I remember growing up in Comeauville and it was the same at every wharf where the local fishermen would decide by intimidation who could integrate the fishery and who could not, and then we sort of opened that up.
I remember a gentleman moving to western Nova Scotia from New Zealand. There was no way he would be encouraged to get in the fishery and no way that he would ever be defined as a core fisherman. Nobody would give him his first job but the guy had gumption. He bought the oldest boat he could find and got a licence before they were expensive. Bit by bit he learned to fish and within 15 or 20 years he was heading up the organization. He was representing those fishermen at that wharf.
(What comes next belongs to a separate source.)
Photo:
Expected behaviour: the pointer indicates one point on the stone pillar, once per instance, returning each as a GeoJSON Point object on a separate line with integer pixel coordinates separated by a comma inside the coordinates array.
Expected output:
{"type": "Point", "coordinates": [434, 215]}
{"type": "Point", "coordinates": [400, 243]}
A fisherman becomes a fisherman by leaving the dock at the helm of a vessel, baiting a hook and catching a fish. That makes him a fisherman. It is not by some definition nor by a judgment of a tribunal or by decisions by another group as to who is a fisherman or that the person must be the grandson of a fisherman to be a fisherman.
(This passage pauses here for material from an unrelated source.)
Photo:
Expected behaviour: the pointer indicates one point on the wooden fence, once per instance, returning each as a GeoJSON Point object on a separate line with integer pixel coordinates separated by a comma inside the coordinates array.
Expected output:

Things change and evolve but those types of directions and those types of claustrophobic things make me nervous.
I know a young man who started fishing this year, his first year as a captain in Comeauville, out of Meteghan, with his own rig. His father was not a fisherman nor was his grandfather, but he got the courage to try it. He got fishing under a trust agreement the first year, the first year that he was able to and the first year he could get out of the wharf. Now he is a fisherman. He has bought a rig and he is fishing. I hope he will do very well. I want to encourage young people to have that same opportunity.